My parents live in Jersey. My father was born here, while my mother was from England but they have lived in Jersey now permanently for over 35 years and have no intention of ever living in the UK again, so are very much non-resident and non-doms from a UK tax standpoint.
As they reach retirement age, I have helped them to build a broad bucket of shares to generate an investment return to live off. The investments are all listed with very predominantly UK domiciled legal structures, comprising ordinary shares and funds (ie no bonds) ie OEICs, closed-ended investment trusts or 'direct equities' (eg Aviva).
My question is whether or not any dividend income they receive is a UK-source income that needs to be declared (and they will have tax payable on) via their UK tax return (which they file as a non-resident landlord - see below)?
- the dividend income will be declared on their Jersey tax return as other worldwide income, which will be subject to local tax here
- they own one other UK sited assets, a property they acquired many years ago as an investment with some inheritance money
(I am aware that the property is a UK-situs asset, and it is simply because of this asset and the income that it produces that they have any UK tax return to do in the first place.)
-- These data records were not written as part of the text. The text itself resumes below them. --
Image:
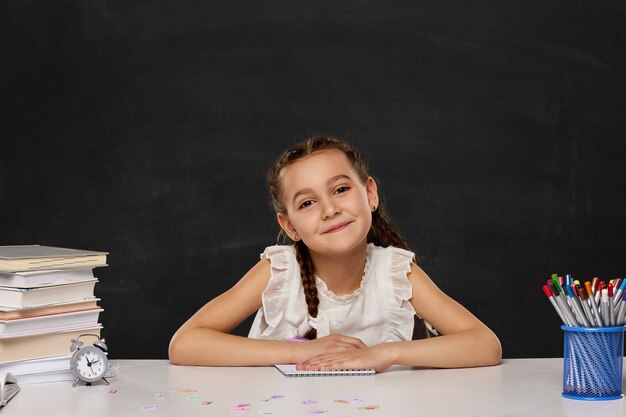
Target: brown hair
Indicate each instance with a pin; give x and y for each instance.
(381, 233)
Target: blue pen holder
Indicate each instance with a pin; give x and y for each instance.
(592, 362)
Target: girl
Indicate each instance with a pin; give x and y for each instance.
(347, 283)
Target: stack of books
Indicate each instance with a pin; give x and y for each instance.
(46, 300)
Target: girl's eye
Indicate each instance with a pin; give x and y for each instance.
(305, 204)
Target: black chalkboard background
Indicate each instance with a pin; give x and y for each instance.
(144, 128)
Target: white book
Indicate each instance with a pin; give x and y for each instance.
(31, 279)
(41, 296)
(290, 370)
(36, 257)
(52, 363)
(49, 323)
(8, 388)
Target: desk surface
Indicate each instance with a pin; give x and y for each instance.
(517, 387)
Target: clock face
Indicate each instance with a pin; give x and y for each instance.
(89, 364)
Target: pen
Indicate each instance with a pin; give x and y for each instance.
(611, 309)
(592, 303)
(599, 289)
(565, 308)
(604, 307)
(575, 303)
(548, 293)
(594, 285)
(620, 291)
(583, 298)
(560, 301)
(621, 320)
My believe is that the UK dividend income does not need to be declared / attract UK income tax on the basis that it's 'disregarded income' - a concept I discovered on this page: https://www.expertsforexpats.com/expat-tax/expat-tax-advice/. This UK gov page (https://www.gov.uk/government/publications/non-residents-and-investment-income-hs300-self-assessment-helpsheet/hs300-non-residents-and-investment-income-2019) seems to confirm the same thing:
Can anyone confirm if I am interpreting this correctly please, or any other relevant considerations?"How is investment income charged to tax
With the exception of income from property in the UK and investment income connected to a trade in the UK through a permanent establishment, the tax charge for non-residents on investment income arising in the UK is restricted to the amount of tax, if any, deducted at source. If the tax charge is limited in this way, personal allowances won’t be given against other income. This restriction doesn’t apply in the overseas part of a split year."
Finally, does the analysis change in any way if the listed company pays an 'interest distribution' rather than a 'dividend'? I assume not.